<菊谷雅美(ディレクター)コメント>
プライベートでメダデ教会を訪れると、繰り広げられていた光景は、中学校・高校とプロテスタントの学校に通っていた私が知るキリスト教とは、まったく異なるもの。度肝を抜かれました。怖いもの見たさのような感じで始めた取材でしたが、抜け出せなくなり、気づけば5年という歳月が流れていました。
取材に行くと、必死に生きなければいけないと、自分に喝を入れたくなります。西田さんは、周りの目を気にせず、全身で感情を表現する方です。その姿は、ときに敵を作りやすい危うさも孕(はら)んでいますが、飾らずすべてをさらけ出すからこそ、強烈な「生」を感じます。当初は、なぜこれほどまでに西田さんに惹(ひ)かれるのか、自分でもわかりませんでした。

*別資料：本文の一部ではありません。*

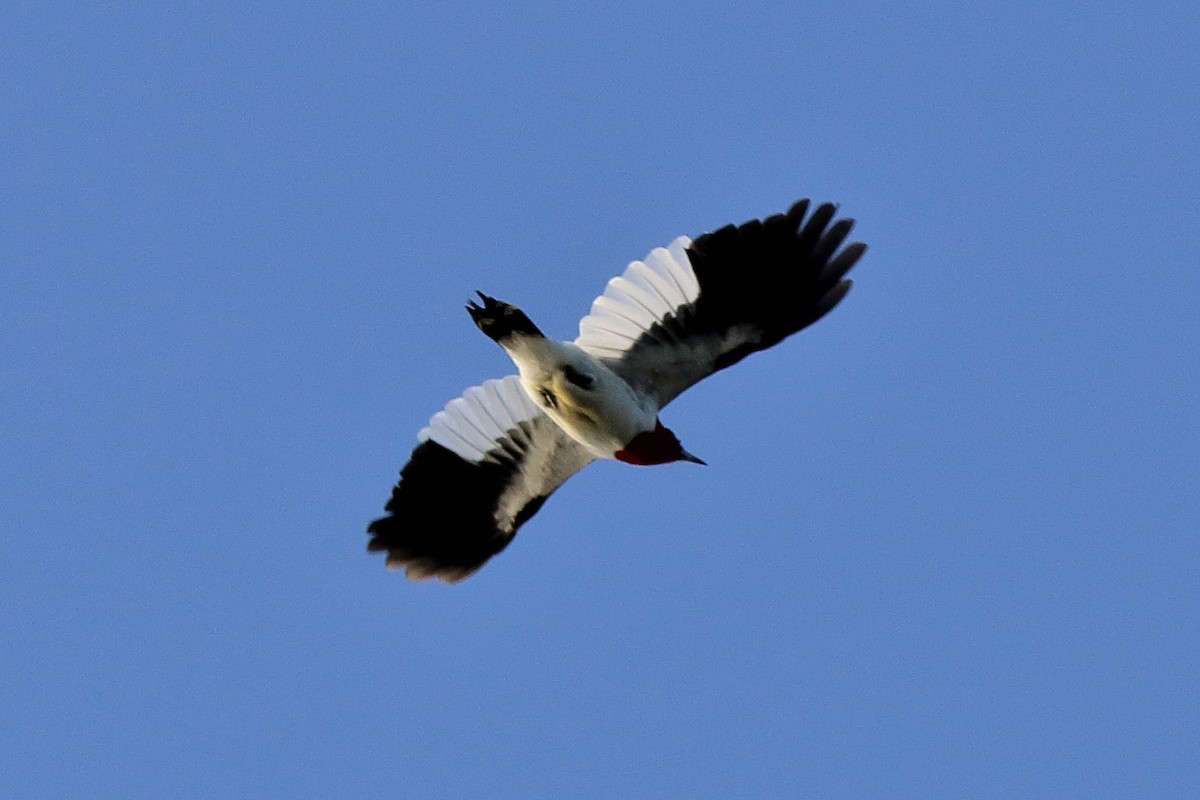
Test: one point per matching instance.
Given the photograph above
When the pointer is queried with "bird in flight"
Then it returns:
(490, 458)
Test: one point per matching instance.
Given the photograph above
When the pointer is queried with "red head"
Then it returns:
(657, 446)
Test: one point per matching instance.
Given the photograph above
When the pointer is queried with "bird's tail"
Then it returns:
(499, 319)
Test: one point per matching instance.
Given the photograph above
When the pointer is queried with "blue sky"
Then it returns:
(947, 543)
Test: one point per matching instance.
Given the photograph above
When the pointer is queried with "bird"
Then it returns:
(487, 462)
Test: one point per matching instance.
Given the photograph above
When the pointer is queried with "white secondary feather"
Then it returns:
(475, 423)
(637, 299)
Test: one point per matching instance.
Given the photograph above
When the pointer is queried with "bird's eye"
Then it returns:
(581, 379)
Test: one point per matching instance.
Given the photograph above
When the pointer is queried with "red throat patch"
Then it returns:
(657, 446)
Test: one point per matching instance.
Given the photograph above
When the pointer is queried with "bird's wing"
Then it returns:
(484, 465)
(700, 306)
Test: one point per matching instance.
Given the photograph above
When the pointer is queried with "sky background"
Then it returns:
(948, 543)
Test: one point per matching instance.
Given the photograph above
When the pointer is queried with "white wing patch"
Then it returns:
(637, 299)
(478, 422)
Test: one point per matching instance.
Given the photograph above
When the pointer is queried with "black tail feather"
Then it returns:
(499, 319)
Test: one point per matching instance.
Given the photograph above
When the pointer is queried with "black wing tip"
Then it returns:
(420, 558)
(415, 565)
(499, 319)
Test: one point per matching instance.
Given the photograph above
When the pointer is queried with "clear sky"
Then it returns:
(948, 543)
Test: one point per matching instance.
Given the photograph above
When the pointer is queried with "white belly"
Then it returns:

しかし、彼女は救うことによって救われているんだろうなと感じ、その本気さに、共感する部分が出てきました。タイトルにした『歌いたいんや』という言葉は、まさに彼女の生き様そのものです。
血のつながりがなくても、人は家族になることができると思わされました。多様化する社会において、「家族の形」を考えるきっかけになればと思っています。